Why not take this one step further and just enable an autoindexing mode in postgres using the query history as a heuristic?

2 comments

For the typical larger project, you'd wind up with hundreds of indexes each used by a single application query. The optimal index arrangement for a database often does not result in all columns being indexed on a query. It's normal and desirable (for index size and performance) to have fewer indexes that may only partially cover your queries. For example, a query with a WHERE of "a AND b AND c" is more often than not better handled with an index on (a) or (a, b) rather than (a, b, c). Especially if you have a second query with "a AND b AND d", you're most likely going to wind up with a single index for (a, b) rather than one for (a, b, c) and another for (a, b, d).

What could be useful would be a generated report for all your queries with possible suggestions, grouping together queries with the same partial prefix columns, and the cardinality that each index would result in. Then one could manually review to look for the most significant improvements possible. I think a fully automated attempt (even built-in heuristics that modified indexes over time) would sometimes result in a bad decision being made that could theoretically crash your application. Perhaps with a few years of perfecting a solution this could become the norm. :)

There's more to deciding whether to create any particular index than just whether it makes any of your queries faster.

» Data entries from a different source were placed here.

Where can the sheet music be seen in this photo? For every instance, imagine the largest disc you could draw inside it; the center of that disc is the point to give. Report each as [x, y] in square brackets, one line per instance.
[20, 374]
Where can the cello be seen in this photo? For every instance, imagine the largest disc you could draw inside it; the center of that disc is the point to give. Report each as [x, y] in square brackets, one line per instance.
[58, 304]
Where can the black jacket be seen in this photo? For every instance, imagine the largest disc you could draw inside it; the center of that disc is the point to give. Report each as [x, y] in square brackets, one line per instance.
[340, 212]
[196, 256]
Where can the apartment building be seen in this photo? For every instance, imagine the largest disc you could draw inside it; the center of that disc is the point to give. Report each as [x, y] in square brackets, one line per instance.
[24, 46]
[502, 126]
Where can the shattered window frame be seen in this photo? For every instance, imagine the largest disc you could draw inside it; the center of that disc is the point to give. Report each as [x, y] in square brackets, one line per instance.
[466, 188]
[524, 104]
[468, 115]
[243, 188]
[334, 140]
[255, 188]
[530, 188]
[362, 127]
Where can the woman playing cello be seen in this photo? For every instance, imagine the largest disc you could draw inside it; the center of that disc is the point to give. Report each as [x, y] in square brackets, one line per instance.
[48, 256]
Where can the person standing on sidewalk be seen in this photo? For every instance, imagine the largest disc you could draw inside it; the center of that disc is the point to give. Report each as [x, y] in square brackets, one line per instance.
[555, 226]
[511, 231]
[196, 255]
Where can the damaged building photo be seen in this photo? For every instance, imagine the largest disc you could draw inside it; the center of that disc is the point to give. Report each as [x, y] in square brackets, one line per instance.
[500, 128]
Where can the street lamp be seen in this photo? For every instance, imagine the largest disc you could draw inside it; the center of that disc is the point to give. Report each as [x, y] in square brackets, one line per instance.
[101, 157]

Each index can speed up SELECTs, but it also slows down any write queries on those tables. Each index also takes up space on disk and memory.

Then there's the question of how often which queries are run, and how important their performance is. Maybe query X is run by some background process, so nobody will notice if it takes 10x longer, but indexing the table to speed it up will slow down the INSERT statements on that table, which are in the user's path and will be noticed. Maybe it would also tax limited disk space on the DB server and require a hardware upgrade or a complex multi-server setup to work.

Coming up with an optimal indexing scheme for any particular database is a series of complex trade-offs which include taking customer needs and business requirements into account. I don't think it will be practical to do it automatically anytime soon.